#Introduction to Regular Expressions

A Regular Expression (Regex) is a powerful tool for matching and processing text. It defines a search pattern using a specific syntax within a string.

For example, verifying whether an input email address is valid character by character is tedious.
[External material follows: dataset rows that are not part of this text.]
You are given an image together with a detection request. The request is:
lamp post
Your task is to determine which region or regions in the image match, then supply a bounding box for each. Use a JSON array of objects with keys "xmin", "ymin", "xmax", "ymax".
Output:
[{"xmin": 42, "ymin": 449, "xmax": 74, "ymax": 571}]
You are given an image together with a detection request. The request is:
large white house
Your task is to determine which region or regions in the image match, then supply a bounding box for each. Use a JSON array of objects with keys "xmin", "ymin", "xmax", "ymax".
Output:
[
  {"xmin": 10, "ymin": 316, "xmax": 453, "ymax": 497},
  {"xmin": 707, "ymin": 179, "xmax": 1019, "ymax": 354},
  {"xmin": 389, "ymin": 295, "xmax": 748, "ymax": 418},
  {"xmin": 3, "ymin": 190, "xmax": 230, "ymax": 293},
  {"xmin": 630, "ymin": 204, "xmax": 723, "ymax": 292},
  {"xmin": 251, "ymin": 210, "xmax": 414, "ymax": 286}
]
Instead, a regular expression like:

^[a-zA-Z0-9_.+-]+@[a-zA-Z0-9-]+\.[a-zA-Z0-9-.]+$

can be used to validate it.

import re

# Validate email format
email_pattern = r'^[a-zA-Z0-9_.+-]+@[a-zA-Z0-9-]+\.[a-zA-Z0-9-.]+$'
if re.match(email_pattern, "[email protected]"):
    print("Valid email")

#Metacharacters

Metacharacter	Meaning	Example
`.`	Matches any single character (except newline)	`a.c` → `abc`, `a1c`
`^`	Matches the beginning of the string	`^abc` → matches `abcxxxx`
`$`	Matches the end of the string	`abc$` → matches `xxxxabc`
`*`	Matches 0 or more repetitions of the preceding character	`a*` → `""`, `a`, `aa`
`+`	Matches 1 or more repetitions	`a+` → `a`, `aa`
`?`	Matches 0 or 1 repetition	`a?` → `""`, `a`
`{n}`	Matches exactly n repetitions	`a{2}` → `aa`
`{min,}`	Matches at least min repetitions	`a{2,}` → `aa`, `aaa`, `aaaa`
`{min,max}`	Matches between min and max repetitions	`a{2,3}` → `aa`, `aaa`
`[]`	Matches any one character inside the brackets	`[abc]` → `a`, `b`, `c`
`[^]`	Matches any one character not in the brackets	`[^abc]` → `d`, `e`, `f`
`[-]`	Indicates a range	`[a-z]` → `a`, `b`, ..., `z`
`()`	Groups expressions	`(abc)+` → `abc`, `abcabc`
`\|`	OR operator	`abc\|xyz` → `abc` or `xyz`
`\d`	Matches any digit, same as `[0-9]`	`\d` → `1`, `2`, `3`
`\D`	Matches any non-digit, same as `[^0-9]`	`\D` → `a`, `@`, `_`
`\w`	Matches alphanumeric or underscore, `[a-zA-Z0-9_]`	`\w` → `a`, `1`, `_`
`\W`	Matches non-word characters, `[^a-zA-Z0-9_]`	`\W` → `@`, `#`
`\s`	Matches any whitespace character	`\s` → space, `\t`, `\n`, etc.
`\S`	Matches any non-whitespace character	`\S` → `a`, `1`, `@`
`\b`	Matches word boundaries	`\bcat\b` → matches `cat` in a sentence
`\B`	Matches non-word boundaries	`\Bcat\B` → matches `cat` in `scatter`
`\r`	Carriage return	-
`\n`	Newline	-
`\f`	Form feed	-
`\t`	Tab	-
`\v`	Vertical tab	-
`\`	Escape character to treat special characters literally	`\+` → `+`

#Greedy vs Lazy Matching

By default, regex uses greedy matching, which means it tries to match the longest possible string. If a ? is added, it switches to lazy (non-greedy) matching, which matches the shortest possible string.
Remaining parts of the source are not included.